First Experiences with the Identification of People at Risk for Diabetes in Argentina using Machine Learning Techniques
This work addresses the need for population-specific diabetes risk identification tools in Argentina, representing an incremental step as it applies existing methods to new data.
The researchers tackled the challenge of detecting Type 2 Diabetes and Prediabetes in Argentina by developing predictive models using machine learning, achieving very good performance with Random Forest, Decision Trees, and Artificial Neural Networks on specific datasets.
Detecting Type 2 Diabetes (T2D) and Prediabetes (PD) is a real challenge for medicine due to the absence of pathogenic symptoms and the lack of known associated risk factors. Even though some proposals for machine learning models enable the identification of people at risk, the nature of the condition makes it so that a model suitable for one population may not necessarily be suitable for another.
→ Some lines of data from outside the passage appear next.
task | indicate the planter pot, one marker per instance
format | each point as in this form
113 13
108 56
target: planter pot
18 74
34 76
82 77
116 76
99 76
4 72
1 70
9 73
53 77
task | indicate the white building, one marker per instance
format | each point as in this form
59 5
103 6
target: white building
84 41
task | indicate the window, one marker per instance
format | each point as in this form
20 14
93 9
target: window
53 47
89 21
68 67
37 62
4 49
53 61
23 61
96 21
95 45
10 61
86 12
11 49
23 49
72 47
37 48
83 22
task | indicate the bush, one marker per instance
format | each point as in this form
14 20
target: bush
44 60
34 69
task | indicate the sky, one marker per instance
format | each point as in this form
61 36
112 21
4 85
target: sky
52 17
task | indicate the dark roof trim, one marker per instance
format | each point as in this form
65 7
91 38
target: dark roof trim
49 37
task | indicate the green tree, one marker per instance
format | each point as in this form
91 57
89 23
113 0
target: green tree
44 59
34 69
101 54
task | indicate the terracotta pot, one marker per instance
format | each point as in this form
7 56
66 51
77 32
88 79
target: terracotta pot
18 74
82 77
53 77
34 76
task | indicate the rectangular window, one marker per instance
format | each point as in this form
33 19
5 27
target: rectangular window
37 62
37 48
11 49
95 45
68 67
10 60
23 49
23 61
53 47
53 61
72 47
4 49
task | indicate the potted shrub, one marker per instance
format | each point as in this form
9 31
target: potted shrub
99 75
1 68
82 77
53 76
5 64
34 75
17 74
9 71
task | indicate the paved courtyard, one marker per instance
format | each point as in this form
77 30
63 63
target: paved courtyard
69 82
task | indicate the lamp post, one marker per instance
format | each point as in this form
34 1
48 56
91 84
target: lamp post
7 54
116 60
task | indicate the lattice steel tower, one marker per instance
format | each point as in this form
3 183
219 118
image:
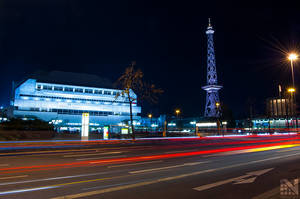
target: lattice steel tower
212 108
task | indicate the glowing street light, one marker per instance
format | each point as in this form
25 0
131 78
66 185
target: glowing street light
292 57
177 111
291 90
150 117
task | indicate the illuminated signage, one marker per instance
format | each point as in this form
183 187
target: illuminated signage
85 125
124 131
105 133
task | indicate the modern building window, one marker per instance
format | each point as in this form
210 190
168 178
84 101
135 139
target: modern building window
98 92
46 87
78 90
68 89
107 92
88 90
58 88
68 98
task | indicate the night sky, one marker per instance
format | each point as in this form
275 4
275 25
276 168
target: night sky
167 40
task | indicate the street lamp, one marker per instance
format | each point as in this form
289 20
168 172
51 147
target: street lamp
218 116
177 111
150 116
292 57
292 91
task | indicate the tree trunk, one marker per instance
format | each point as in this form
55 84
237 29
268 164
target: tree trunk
131 120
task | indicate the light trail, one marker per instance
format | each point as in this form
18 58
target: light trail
135 158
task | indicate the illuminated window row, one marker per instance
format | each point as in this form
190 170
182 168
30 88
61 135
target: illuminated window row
75 99
74 112
76 90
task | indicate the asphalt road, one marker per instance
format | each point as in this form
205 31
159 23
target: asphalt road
250 167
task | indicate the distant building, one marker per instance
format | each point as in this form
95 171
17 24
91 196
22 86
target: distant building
61 98
279 107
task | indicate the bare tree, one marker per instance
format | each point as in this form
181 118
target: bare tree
132 82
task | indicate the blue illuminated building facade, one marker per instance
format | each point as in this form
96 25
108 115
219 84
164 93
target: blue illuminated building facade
63 104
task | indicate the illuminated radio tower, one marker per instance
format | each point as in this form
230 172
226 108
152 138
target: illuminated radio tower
212 107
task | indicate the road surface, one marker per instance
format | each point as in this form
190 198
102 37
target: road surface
249 167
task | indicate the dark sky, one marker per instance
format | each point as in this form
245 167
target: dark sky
167 39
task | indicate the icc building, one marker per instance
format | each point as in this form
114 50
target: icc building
61 98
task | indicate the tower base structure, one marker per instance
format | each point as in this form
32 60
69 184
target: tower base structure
212 98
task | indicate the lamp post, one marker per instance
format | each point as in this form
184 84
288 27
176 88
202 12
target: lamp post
218 117
292 57
177 111
292 103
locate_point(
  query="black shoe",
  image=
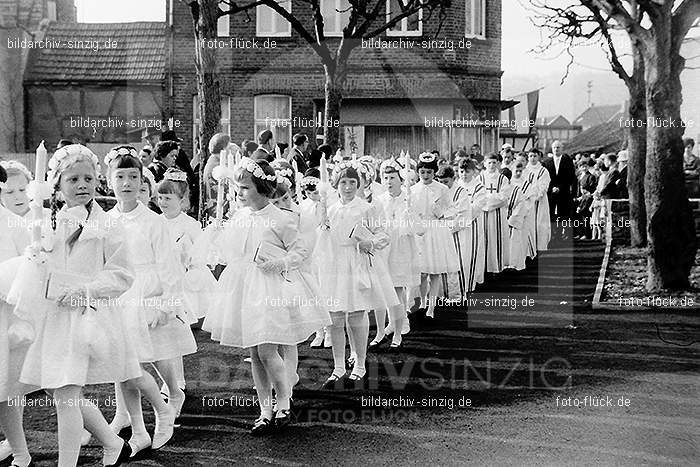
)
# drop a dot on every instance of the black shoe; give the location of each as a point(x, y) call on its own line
point(262, 426)
point(124, 456)
point(283, 420)
point(330, 383)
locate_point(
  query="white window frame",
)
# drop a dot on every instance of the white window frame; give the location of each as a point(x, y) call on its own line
point(223, 24)
point(469, 5)
point(226, 122)
point(404, 23)
point(51, 10)
point(258, 18)
point(339, 18)
point(274, 132)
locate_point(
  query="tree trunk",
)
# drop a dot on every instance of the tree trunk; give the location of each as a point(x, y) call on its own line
point(205, 21)
point(335, 79)
point(670, 227)
point(637, 151)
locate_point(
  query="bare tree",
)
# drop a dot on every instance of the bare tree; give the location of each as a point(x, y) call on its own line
point(573, 23)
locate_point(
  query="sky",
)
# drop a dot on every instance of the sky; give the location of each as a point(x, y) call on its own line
point(524, 70)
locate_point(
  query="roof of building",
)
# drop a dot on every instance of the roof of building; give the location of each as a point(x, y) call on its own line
point(597, 114)
point(605, 137)
point(554, 121)
point(100, 52)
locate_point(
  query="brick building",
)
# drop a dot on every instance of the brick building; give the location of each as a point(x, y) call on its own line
point(101, 85)
point(21, 20)
point(395, 99)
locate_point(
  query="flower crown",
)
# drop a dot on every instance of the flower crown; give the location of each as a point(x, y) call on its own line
point(427, 157)
point(67, 151)
point(149, 175)
point(16, 165)
point(120, 151)
point(285, 172)
point(306, 181)
point(175, 176)
point(281, 179)
point(251, 166)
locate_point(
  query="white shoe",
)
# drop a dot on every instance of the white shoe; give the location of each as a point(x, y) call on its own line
point(165, 424)
point(85, 438)
point(318, 340)
point(177, 401)
point(119, 422)
point(139, 444)
point(5, 450)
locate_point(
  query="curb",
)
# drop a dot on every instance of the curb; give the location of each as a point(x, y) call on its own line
point(596, 305)
point(610, 305)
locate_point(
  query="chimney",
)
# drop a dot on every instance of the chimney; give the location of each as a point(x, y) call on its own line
point(66, 12)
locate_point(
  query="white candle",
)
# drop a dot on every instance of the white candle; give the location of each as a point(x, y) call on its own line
point(40, 163)
point(220, 190)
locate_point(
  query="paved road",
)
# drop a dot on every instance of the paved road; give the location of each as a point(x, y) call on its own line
point(495, 381)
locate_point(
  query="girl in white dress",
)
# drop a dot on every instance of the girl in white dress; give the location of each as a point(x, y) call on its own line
point(539, 179)
point(401, 253)
point(311, 216)
point(197, 284)
point(437, 250)
point(354, 279)
point(469, 179)
point(14, 238)
point(79, 336)
point(519, 211)
point(14, 196)
point(495, 215)
point(152, 306)
point(264, 302)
In this article, the development and assessment of predictive models to identify people at risk for T2D and PD specifically in Argentina are discussed. First, the database was thoroughly preprocessed and three specific datasets were generated considering a compromise between the number of records and the amount of available variables. After applying 5 different classification models, the results obtained show that a very good performance was observed for two datasets with some of these models. In particular, RF, DT, and ANN demonstrated great classification power, with good values for the metrics under consideration. Given the lack of this type of tool in Argentina, this work represents the first step towards the development of more sophisticated models.